Concurrency with Kafka and Spring Boot
This article will teach you how to configure concurrency for Kafka consumers with Spring Boot and Spring for Kafka. Concurrency in Spring for Kafka is closely related to the Kafka partitions and consumer groups. Each consumer within a consumer group can receive messages from multiple partitions. While a consumer inside a group uses a single thread, the group of consumers utilizes multiple threads to consume messages. Although each consumer is single-threaded, the processing of records can leverage multiple threads. We will analyze how to achieve it with Spring Boot and Spring for Kafka.
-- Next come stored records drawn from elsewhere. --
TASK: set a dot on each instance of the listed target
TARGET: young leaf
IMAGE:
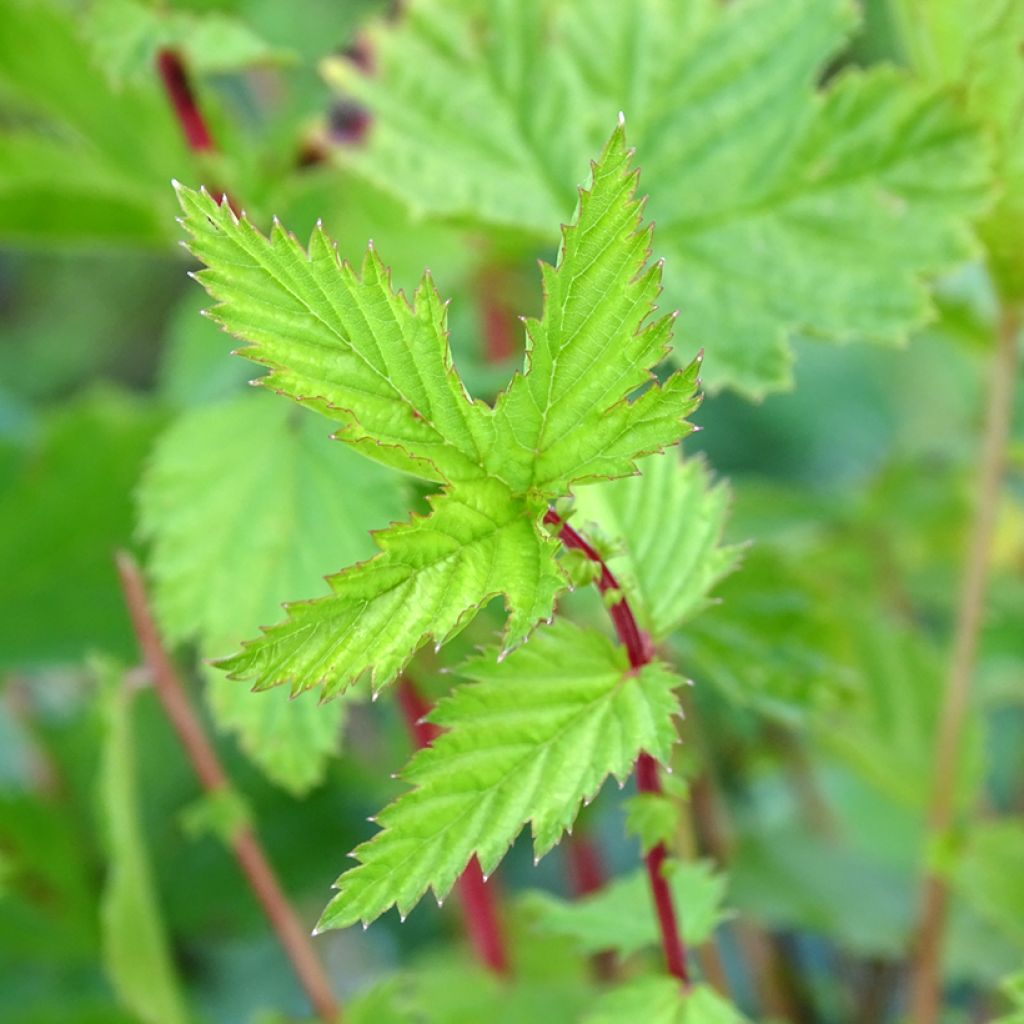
(566, 419)
(621, 915)
(663, 1000)
(783, 208)
(135, 947)
(247, 487)
(353, 349)
(433, 573)
(529, 740)
(340, 341)
(668, 525)
(80, 161)
(978, 51)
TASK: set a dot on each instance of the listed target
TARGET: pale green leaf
(666, 531)
(433, 574)
(566, 418)
(529, 740)
(622, 916)
(127, 35)
(653, 818)
(663, 1000)
(80, 161)
(976, 48)
(781, 206)
(340, 341)
(244, 504)
(136, 952)
(357, 351)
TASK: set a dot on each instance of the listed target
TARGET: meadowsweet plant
(398, 632)
(554, 708)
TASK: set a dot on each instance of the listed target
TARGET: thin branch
(179, 91)
(479, 912)
(926, 976)
(293, 937)
(640, 651)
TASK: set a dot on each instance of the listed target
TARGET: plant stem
(926, 976)
(194, 127)
(639, 651)
(478, 908)
(179, 91)
(293, 937)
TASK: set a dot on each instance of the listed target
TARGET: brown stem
(479, 912)
(926, 974)
(639, 650)
(293, 937)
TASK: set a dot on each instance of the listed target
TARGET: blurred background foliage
(125, 423)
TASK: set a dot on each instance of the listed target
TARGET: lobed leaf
(663, 1000)
(341, 341)
(528, 741)
(782, 207)
(566, 418)
(245, 486)
(621, 915)
(432, 576)
(666, 528)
The topic described today, concurrency with Kafka and Spring Boot, rather deals with the basic issues. If you are looking for something more advanced in this area, you can read some of my other articles. In that article, you can find information about Kafka Streams and the Spring Cloud Stream project. You can also read more about Kafka transactions with Spring Boot in the following article.
Source Code
If you would like to try it by yourself, you may always take a look at my source code. In order to do that you need to clone my GitHub repository. Then you should go to the no-transactions-service
directory. After that, you should just follow my instructions. Let’s begin.
Prerequisites
We will use three different tools in the exercise today. Of course, we will create the Spring Boot consumer app using the latest version of Spring Boot 3 and Java 19. In order to run Kafka locally, we will use Redpanda – a platform compatible with Kafka API. You can easily start and manage Redpanda with their CLI tool – rpk
. If you want to install rpk
on your laptop please follow the installation instructions available here.
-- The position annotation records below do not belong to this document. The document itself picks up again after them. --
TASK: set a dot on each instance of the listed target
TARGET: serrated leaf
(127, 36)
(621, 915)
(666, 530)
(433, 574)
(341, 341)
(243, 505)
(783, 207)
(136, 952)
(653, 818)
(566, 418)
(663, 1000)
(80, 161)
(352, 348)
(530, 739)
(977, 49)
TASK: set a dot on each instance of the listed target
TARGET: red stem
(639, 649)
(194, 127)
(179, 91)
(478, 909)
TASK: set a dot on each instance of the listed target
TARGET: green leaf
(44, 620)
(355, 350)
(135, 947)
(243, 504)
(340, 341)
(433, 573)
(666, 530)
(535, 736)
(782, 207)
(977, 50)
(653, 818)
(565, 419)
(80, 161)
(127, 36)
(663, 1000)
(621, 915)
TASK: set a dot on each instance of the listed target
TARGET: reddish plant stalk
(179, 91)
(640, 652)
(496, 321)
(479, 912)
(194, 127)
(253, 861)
Finally, we need a tool for load testing. I’m using the k6 tool and its extension for integration with Kafka. Of course, it is just a proposition, you can use any other solution you like. With k6
I’m able to generate and send a lot of messages to Kafka quickly. In order to use k6 you need to install it on your laptop. Here are the installation instructions. After that, you need to install the xk6-kafka
extension. In the following documentation, you have a full list of the k6
extensions.
Introduction
For the purpose of this exercise, we will create a simple Spring Boot application that connects to Kafka and receives messages from a single topic. From the business logic perspective, it handles transactions between the accounts and stores inside an in-memory database. Here’s a list of dependencies we need to include in the Maven pom.xml
:
<dependency>
<groupId>org.springframework.boot</groupId>
<artifactId>spring-boot-starter</artifactId>
</dependency>
<dependency>
<groupId>org.springframework.kafka</groupId>
<artifactId>spring-kafka</artifactId>
</dependency>
<dependency>
<groupId>com.fasterxml.jackson.core</groupId>
<artifactId>jackson-databind</artifactId>
</dependency>
<dependency>
<groupId>org.springframework.boot</groupId>
<artifactId>spring-boot-starter-data-jpa</artifactId>
</dependency>
<dependency>
<groupId>com.h2database</groupId>
<artifactId>h2</artifactId>
<scope>runtime</scope>
</dependency>
Then, let’s see the configuration settings. Our app connects to the Kafka broker using the address set in the KAFKA_URL
environment variable. It expects messages in JSON format. Therefore we need to set JsonDeserializer
as a value deserializer. The incoming message is serialized to the pl.piomin.services.common.model.Order
object. To make it work, we need to set the spring.json.value.default.type
and spring.json.trusted.packages
properties. The k6
tool won’t set a header with information containing the JSON target type, so we need to disable that feature on Spring for Kafka with the spring.json.use.type.headers
property.
spring:
application.name: no-transactions-service
kafka:
bootstrap-servers: ${KAFKA_URL}
consumer:
key-deserializer: org.apache.kafka.common.serialization.LongDeserializer
value-deserializer: org.springframework.kafka.support.serializer.JsonDeserializer
properties:
"[spring.json.value.default.type]": "pl.piomin.services.common.model.Order"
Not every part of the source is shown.